ESG investing goes mainstream
Key takeaways
- Environment, Social and Governance (ESG) covers a wide range of sustainability topics that investors increasingly expect issuers to integrate into their decision-making process.
- Despite countless studies on the matter, whether investments run using ESG criteria outperform remains an open question. However, there is consensus that respect for these criteria does not lead to structural underperformance.
- ESG investing has risen very rapidly, driven by demand, improved data, new offerings and increased regulatory attention.
- Properly integrating ESG criteria into the investment process remains a challenge but should improve over time in parallel with progress in data and methodology.
Doing good and doing well?
ESG, which stands for Environmental, Social and Governance, covers a wide range of criteria that investors and society at large increasingly expect public and private bodies to take into account in their daily activities. ESG is not new. It has existed for decades, if not centuries under various forms. The roots of responsible investing might be traced back to Christian and Muslim groups who built investment portfolios that conformed with their ethical and religious values.
But Socially Responsible Investing (SRI) really took off from the 1960s on, when major events pushed public opinion to shun certain sectors or even countries. The Vietnam war, the Three Miles Island nuclear incident and apartheid in South Africa were among the issues that exercised many investors’ conscience.
The denomination ‘ESG’ was coined in the 2000s as part of the United Nations Global Compact, which aimed to encourage the integration of such issues into capital markets. The idea that consciously responsible firms might actually increase shareholder value more than their peers also emerged at the time, as illustrated by the UN report ‘Who Cares Wins’.
What gets measured gets managed
Yet the entire investment industry – and individual investors – needed convincing. Moving towards sustainable and responsible practices required a robust, data-filled ESG framework. This was needed to demonstrate how ESG-tilted investments had performed in the past, and to provide a yardstick for the future as well.
The jury is still out on whether ESG-based investments have delivered outperformance in recent years. Despite numerous studies and meta-studies that concluded ESG criteria did indeed help investments outperform (or “generate alpha”), some argue that this is actually due to other factors known to generate above-market returns, such as ‘quality’ . Yet, the mere proof that responsible investing does not come at the expense of financial performance has been enough to stimulate interest.
The growth of ESG investments has also been helped by regulatory initiatives to prevent ‘greenwashing’ and provide a level-playing field for responsible investments. As the most advanced and largest market (with 50% of all ESG funds worldwide), Europe has spearheaded ESG regulation such as the Sustainable Finance Disclosure Regulation (SFDR) or the green taxonomy.
Helped by public awareness and official initiatives, ESG-related offerings have grown massively in recent years. The Global Sustainable Investment Association estimates that ESG assets surpassed $35trn in 2020 to account for a third of global assets under management.
Chart: Sustainable investment assets as a share of total managed assets (2020)
Proper integration remains a major challenge
Despite the growing body of data and the openness of the investment community, proper integration of ESG criteria into the investment process remains a challenge.
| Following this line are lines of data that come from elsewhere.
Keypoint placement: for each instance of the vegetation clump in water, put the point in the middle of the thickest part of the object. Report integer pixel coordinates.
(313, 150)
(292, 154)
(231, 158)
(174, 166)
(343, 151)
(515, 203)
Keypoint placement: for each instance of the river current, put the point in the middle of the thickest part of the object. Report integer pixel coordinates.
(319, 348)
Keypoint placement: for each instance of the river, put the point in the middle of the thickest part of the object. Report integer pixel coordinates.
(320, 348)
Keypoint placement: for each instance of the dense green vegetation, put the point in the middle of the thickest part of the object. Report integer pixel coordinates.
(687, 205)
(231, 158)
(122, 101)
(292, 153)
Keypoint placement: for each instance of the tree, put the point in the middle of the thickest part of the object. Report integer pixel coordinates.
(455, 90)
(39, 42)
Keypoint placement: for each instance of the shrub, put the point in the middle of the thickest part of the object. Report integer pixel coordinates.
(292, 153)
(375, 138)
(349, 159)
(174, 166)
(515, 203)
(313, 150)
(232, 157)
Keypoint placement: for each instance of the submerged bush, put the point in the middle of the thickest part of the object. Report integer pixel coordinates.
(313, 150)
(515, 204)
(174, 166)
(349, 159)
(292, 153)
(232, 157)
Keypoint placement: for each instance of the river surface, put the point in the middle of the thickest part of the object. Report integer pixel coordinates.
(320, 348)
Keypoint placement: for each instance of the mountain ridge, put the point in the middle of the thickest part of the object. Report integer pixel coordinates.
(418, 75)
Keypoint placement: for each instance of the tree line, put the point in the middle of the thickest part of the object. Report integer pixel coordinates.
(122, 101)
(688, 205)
Indeed, work still needs to be done to ensure that ESG factors are fully taken on board by clients, investment managers and investment targets.
There are also shortcomings in existing data. ESG covers a wide range of topics (some highly technical) that still need to be standardised. This is why the International Sustainability Standards Board (ISSB) was created, with the aim to mirror the work of the International Accounting Standards Board (IASB) on accounting practices.
A third, and even greater challenge stems from the complexity and non-binary nature of ESG matters. As always, the devil is in the detail, and simply excluding ‘bad’ issuers is unlikely to result in significant progress towards making an investment ‘responsible’. This is why we, at Pictet, emphasise the role of engagement in our ESG policy.
Finally, the methodologies used to integrate ESG criteria into investment decisions are still in their infancy for some asset classes. While equities were among the first assets to be scrutinised through the ESG lens, work still needs to be done on many others such as government bonds, not to say private markets.